An Empirical Study on Code Review Activity Prediction and Its Impact in Practice
Doriane Olewicki, Sarra Habchi, Bram Adams
TL;DR
This study tackles the problem of lengthy and uneven code-review processes by predicting which patch files will require comments, revisions, or constitute hot-spots. It evaluates two text-embedding families (BoW and encoder-based LLMs) and a suite of review-process features across five large datasets (three open-source and two closed-source), showing that combining content embeddings with process features consistently improves prediction performance, with median F1-scores reaching 40–62% and gains up to 9% over state-of-the-art baselines. A key finding is that hot-spot based file ordering—prioritizing files likely to need review activity—improves the distribution of attention to critical parts and increases the number and targeting quality of comments, though computation time for LLM embeddings is a practical bottleneck. The work provides practical guidance for deploying lightweight, feature-based representations and combining signals to enhance review efficiency, and it validates the potential of hot-spot prediction to accelerate software quality assurance in real-world settings.
Abstract
During code reviews, an essential step in software quality assurance, reviewers have the difficult task of understanding and evaluating code changes to validate their quality and prevent introducing faults to the codebase.
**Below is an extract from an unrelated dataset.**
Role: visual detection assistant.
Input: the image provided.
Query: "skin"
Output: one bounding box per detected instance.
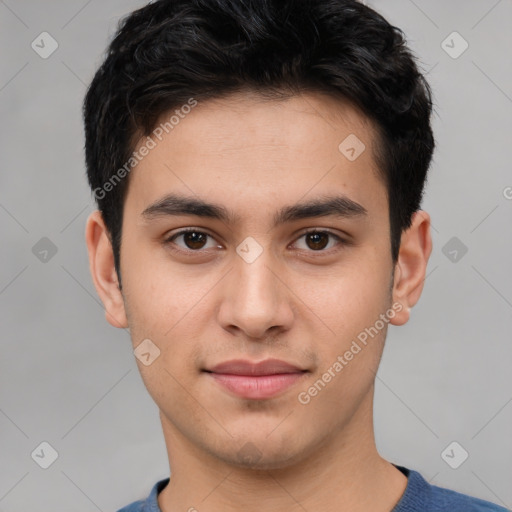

This is a tedious process where the effort needed is highly dependent on the code submitted, as well as the author's and the reviewer's experience, leading to median wait times for review feedback of 15-64 hours. Through an initial user study carried with 29 experts, we found that re-ordering the files changed by a patch within the review environment has potential to improve review quality, as more comments are written (+23%), and participants' file-level hot-spot precision and recall increases to 53% (+13%) and 28% (+8%), respectively, compared to the alphanumeric ordering. Hence, this paper aims to help code reviewers by predicting which files in a submitted patch need to be (1) commented, (2) revised, or (3) are hot-spots (commented or revised). To predict these tasks, we evaluate two different types of text embeddings (i.e., Bag-of-Words and Large Language Models encoding) and review process features (i.e., code size-based and history-based features). Our empirical study on three open-source and two industrial datasets shows that combining the code embedding and review process features leads to better results than the state-of-the-art approach. For all tasks, F1-scores (median of 40-62%) are significantly better than the state-of-the-art (from +1 to +9%).